Following surgery or tumour biopsy for tumour genotyping, eligible patients will be treated with everolimus or sunitinib. On the basis of results of the genotyping, enrolled patients will then receive targeted treatment with sunitinib (for mutations in MEN1/PDGFR/KIT/FTL3 or everolimus (for mutations in NF1/PTEN/PI3K/AKT/mTOR/VHL/TP53). Patients with other different mutations or multiple types of mutations will be assigned to receive sunitinib since almost all these tumours have elevated levels of VEGF/VEGFR expression.

Results from previously published trials14 ,16 both demonstrated approximately 11 months PFS in patients similar to the ones to be treated on this protocol. Those patients were not assigned to receive treatment on the basis of any tumour genotype information. The study was designed to determine if meaningful improvement in PFS may be obtained using this focused strategy. For purposes of sample size determination, patients will be primarily evaluated based on the treatment received. Thus, within each treatment group, using the method of Brookmeyer and Crowley, with 44 patients accrued during a 48-month period (a total of 88 patients for the two treatments), and followed for up to an additional 12 months (a total of 60 months from entry of the first patient), there would be 80% power to test whether the median PFS is consistent with 18 months, and greater than 11 months, with a 0.10 α level one-sided significance test.

In practice, a Kaplan-Meier curve of PFS will be constructed for each group, and will have the median as well as key time points such as 12 and 18 months estimated, along with appropriate 80% and 95% CIs to explore whether the present results exceed those from prior studies. In addition, the Kaplan-Meier curves for all patients who received either sunitinib and everolimus as their treatments may be combined into one pooled Kaplan-Meier curve if the two curves for these treatments are sufficiently similar to one another (p>0.30 by a two-tailed log-rank test). This combined curve will then be evaluated relative to the published median of 11 months PFS for each group to provide a more powerful comparison relative to the historically expected results. In addition, Kaplan-Meier curves limited to the patients who received targeted therapy based solely on mutation status may be constructed for exploratory and descriptive purposes.

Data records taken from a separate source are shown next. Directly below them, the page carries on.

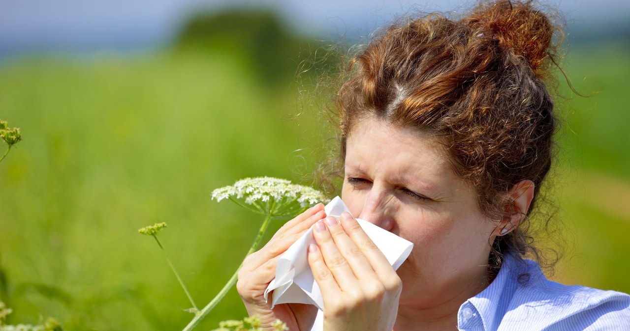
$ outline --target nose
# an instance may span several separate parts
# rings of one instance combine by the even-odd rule
[[[391,200],[386,192],[372,188],[365,197],[358,218],[391,232],[394,226],[390,212]]]

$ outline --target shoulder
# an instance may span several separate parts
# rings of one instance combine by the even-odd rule
[[[531,321],[540,327],[534,330],[630,330],[630,295],[564,285],[547,279],[535,262],[524,262],[511,270],[514,291],[505,322]]]

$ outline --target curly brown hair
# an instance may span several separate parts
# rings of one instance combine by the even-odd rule
[[[545,82],[561,41],[532,1],[483,3],[457,19],[432,14],[391,25],[347,66],[335,111],[337,162],[362,119],[428,130],[442,138],[454,170],[476,188],[479,209],[493,219],[514,212],[507,192],[532,180],[529,217],[553,158],[557,119]],[[542,259],[529,231],[523,225],[490,243],[491,270],[508,252]]]

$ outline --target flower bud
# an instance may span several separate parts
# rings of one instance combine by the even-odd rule
[[[138,232],[142,234],[146,234],[147,236],[155,236],[164,227],[166,227],[166,224],[163,222],[161,223],[156,223],[152,225],[146,226],[142,229],[138,229]]]
[[[22,140],[22,134],[20,133],[19,128],[11,128],[0,130],[0,138],[9,146],[17,144]]]

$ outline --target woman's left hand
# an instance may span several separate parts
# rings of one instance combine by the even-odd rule
[[[324,300],[324,330],[391,331],[402,282],[357,220],[329,216],[313,236],[309,264]]]

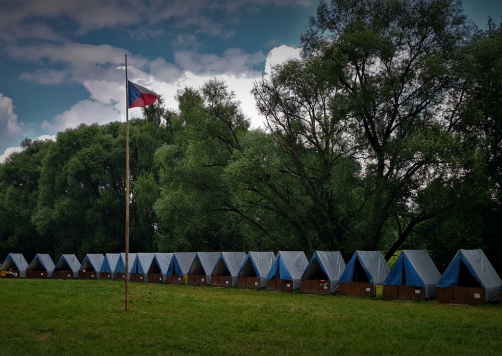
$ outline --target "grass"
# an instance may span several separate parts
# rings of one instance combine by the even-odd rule
[[[499,355],[502,307],[0,280],[0,355]]]

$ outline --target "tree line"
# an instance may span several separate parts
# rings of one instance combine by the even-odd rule
[[[320,3],[250,95],[186,87],[131,123],[133,252],[483,249],[502,273],[502,27],[453,0]],[[125,124],[21,143],[0,257],[123,249]]]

Response and OS will also be evaluated as secondary end points, based on the patients treated with sunitinib or everolimus, using all patients receiving treatment. These results will be descriptive and may consist of fractions of responses as well as Kaplan-Meier curves for survival. The association between genotype and PFS will be explored by evaluating the results within a treatment based on the major genotype categories identified. Safety will be evaluated by tabulating and reporting the distribution of the worst grade of each type of toxicity found, per patient, separately by treatment. Should any particular type of toxicity result in five or more patients with grades 3–4 toxicity, a comparison of the distributions of toxicity between the two treatments may be performed using a Cochran-Armitage test for trend.

Because the patients may not end up being assigned in equal proportions to the two treatments, and because the goal is to have 44 evaluable patients who have received each treatment, additional patients beyond the 44 described above may be enrolled on the arm with faster accrual. As such, the study will have an accrual ceiling of 120 patients, with accrual ending when there are 44 evaluable patients on the arm with fewer patients. An amendment may also be needed if a lower proportion of patients than expected receive study drug therapy or if a high portion of treated patients are not evaluable for response. It is anticipated that 20–30 patients per year may enrol onto this trial; thus, accrual may be completed in 3–4 years.

Dissemination

The results will be published in a peer-reviewed journal and shared with the worldwide medical community.